If you believe my comment above refers to the business being stale now that “everything is automated”, that is not the case. Everything to this point has been automated but there is still endless runway ahead to automate, integrate, and expand in an unlimited number of ways to an unlimited number of adjacent industries.

Based on what I’ve already built and automated so far, there are very little further efficiency gains possible for anyone who would attempt to duplicate the work already done. This gives me great confidence in the longevity of the business.
 
@doantrang Competitors can and do jump in all the time in my industry, but they can’t compete with my price point and level of quality. Most of my competitors have 10-20 employees and antiquated systems which drives up their overhead and actually reduces their ability to scale.

In my case, it’s just myself, my freelance dev who is strictly building new automated tools, and the automation we’ve already built. It is possible that my margin could erode away to 0% with fierce competition, but even if it did I would be the last man standing as I have microscopic amounts of overhead compared to all competitors. Once I diversify to adjacent industries, this concern is fully alleviated. My lack of overhead gives me an immense amount of confidence of domination in this specific industry in the long-term.

Also, because I have worked hand in hand with the direction for development of the entire system over a 4 year period, I am quite aware of blind spots that might ordinarily not be obvious to someone who built a company with a large team. I’ve grown to be a subject matter expert in this industry now, but it didn’t come easily. Today all my sales occur online, but when family hear that I am in this industry, firstly they are shocked, and suddenly I am the go-to consultant for any and all questions they have related to this industry. I am told that I give better guidance than anywhere they could have gone to locally, even among those that have been in this industry their entire lives.
 
@manga006 It sounds really impressive.

if I were your competitor and knew you could outperform/replace 10 staff at say an average of $40,000 per annum your platform would be worth $400,000 for year 1 alone.. thats without factoring in additional scale.

It certainly sounds highly investible or at the very least a opportunity to licence.
 
@doantrang You raise a good point. I have been told that I should have made a SAAS to sell to existing businesses in this industry.

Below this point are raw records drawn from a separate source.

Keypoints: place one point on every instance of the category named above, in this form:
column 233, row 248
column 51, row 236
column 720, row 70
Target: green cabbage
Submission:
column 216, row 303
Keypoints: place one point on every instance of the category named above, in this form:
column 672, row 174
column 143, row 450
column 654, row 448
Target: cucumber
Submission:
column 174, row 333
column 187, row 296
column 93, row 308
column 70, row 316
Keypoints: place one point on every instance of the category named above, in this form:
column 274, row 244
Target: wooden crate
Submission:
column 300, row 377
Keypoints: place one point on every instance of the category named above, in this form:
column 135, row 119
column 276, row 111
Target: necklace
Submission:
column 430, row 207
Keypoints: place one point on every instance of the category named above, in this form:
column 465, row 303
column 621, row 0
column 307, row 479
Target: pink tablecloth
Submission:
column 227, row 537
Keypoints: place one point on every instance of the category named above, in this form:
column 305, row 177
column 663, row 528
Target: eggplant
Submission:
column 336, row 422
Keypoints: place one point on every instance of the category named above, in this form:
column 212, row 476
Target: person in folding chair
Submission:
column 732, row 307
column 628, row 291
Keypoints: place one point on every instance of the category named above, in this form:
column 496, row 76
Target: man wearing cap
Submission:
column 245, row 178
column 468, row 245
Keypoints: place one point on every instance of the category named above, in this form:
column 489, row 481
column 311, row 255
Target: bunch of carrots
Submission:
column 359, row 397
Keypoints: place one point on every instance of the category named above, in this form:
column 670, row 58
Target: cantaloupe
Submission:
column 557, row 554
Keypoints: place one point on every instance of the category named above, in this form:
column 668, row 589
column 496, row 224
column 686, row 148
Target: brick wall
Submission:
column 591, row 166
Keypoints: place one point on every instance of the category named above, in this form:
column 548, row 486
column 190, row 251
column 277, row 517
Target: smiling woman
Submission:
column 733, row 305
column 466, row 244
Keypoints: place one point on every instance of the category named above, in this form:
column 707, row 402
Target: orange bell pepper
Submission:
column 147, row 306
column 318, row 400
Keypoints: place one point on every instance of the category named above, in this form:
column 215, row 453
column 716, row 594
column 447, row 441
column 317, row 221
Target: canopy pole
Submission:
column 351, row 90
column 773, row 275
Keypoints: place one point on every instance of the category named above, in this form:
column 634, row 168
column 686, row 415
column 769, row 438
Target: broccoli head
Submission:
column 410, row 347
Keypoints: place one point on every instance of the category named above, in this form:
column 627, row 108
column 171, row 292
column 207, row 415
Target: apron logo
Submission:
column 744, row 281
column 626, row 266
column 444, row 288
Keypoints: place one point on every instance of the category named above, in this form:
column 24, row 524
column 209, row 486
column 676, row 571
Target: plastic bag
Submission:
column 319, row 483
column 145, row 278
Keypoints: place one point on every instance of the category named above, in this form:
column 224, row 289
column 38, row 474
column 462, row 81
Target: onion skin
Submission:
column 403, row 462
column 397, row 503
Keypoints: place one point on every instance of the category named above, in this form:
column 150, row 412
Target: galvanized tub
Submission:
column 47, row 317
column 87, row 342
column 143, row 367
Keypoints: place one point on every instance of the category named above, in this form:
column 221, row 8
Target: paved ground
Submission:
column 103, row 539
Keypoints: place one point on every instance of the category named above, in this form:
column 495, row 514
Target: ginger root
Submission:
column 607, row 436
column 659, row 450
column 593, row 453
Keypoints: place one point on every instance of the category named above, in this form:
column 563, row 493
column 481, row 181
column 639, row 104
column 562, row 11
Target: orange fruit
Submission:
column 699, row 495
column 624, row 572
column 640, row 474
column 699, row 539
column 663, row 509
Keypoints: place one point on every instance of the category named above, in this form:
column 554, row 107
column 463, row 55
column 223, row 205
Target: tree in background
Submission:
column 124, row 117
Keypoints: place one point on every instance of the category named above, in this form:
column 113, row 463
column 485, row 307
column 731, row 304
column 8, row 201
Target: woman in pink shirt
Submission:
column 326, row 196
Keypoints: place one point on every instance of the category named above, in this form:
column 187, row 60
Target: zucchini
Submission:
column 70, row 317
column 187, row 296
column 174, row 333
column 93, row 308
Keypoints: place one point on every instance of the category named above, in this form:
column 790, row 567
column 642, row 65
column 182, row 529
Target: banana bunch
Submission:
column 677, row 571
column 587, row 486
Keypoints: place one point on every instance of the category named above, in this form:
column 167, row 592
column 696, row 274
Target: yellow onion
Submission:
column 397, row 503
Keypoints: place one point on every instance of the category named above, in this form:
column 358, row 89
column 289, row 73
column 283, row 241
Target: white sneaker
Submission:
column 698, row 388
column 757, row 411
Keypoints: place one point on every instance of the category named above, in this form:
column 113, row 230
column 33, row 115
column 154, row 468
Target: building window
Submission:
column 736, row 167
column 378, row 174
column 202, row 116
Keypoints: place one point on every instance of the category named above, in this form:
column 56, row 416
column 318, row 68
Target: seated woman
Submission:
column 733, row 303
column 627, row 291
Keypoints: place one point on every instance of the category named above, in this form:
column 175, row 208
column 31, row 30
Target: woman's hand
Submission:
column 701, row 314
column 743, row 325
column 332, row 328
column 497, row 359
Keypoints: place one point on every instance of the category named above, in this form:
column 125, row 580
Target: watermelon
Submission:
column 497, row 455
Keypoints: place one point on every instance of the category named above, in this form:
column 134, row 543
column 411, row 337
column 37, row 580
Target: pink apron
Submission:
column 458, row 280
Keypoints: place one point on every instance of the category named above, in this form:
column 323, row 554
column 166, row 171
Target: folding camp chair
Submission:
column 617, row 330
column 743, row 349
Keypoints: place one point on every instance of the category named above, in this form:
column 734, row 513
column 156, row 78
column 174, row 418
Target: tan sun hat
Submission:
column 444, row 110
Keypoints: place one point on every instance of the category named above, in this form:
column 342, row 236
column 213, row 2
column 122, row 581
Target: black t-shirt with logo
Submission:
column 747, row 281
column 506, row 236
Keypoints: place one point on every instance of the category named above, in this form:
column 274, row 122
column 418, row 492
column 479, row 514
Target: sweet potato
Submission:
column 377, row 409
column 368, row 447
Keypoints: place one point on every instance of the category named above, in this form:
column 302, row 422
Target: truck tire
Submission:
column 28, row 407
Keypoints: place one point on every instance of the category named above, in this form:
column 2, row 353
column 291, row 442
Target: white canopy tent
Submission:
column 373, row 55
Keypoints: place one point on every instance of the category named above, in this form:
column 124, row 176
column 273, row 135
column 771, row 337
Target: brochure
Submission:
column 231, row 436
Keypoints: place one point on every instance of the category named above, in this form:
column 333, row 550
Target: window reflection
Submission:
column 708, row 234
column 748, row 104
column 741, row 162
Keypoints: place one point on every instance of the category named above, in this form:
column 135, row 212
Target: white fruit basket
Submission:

But that sounded a little boring to me honestly, so instead I just created a business that uses the SAAS that I developed and I have been scaling up and taking market share ever since.

It is much more defensible (at least in my opinion) to build a …let’s call it “traditional” business instead of building a SAAS and trying to sell the SAAS. Once a SAAS is public, it is quite easy to duplicate the features and functionality. Competition then becomes an issue and you need to raise funding very quicky to stay ahead. A pure SAAS business is not very bootstrap friendly. On the other hand, It is much more difficult to replicate a business that is using its own private proprietary technology, and so such a business is ideal for solofunded solofounders, though much more difficult to build.

People have actually built SAAS for this industry over the years, which many of the competitors still use, but it’s just not built with the level of laser focus and customization that I built my product with. My intuition tells me there will never be a commercially viable product similar to my SAAS, but I need to further reflect on why I believe that is the case.

In a lot of ways, the competitors don’t really know what their actual business friction points are, and so they are all satisfied with the current state of the SAAS products they use. My SAAS takes everything about 100x deeper than any existing product on the markets. If the existing SAAS is Lake Tahoe, then my SAAS is Mariana’s trench. It would be very difficult to take it even deeper and drive any meaningful value from it.

I tested out the concept with this small niche, but I’m most excited about expansion to adjacent industries in the future which is where nearly all of my future growth will be after I monopolize this smaller market.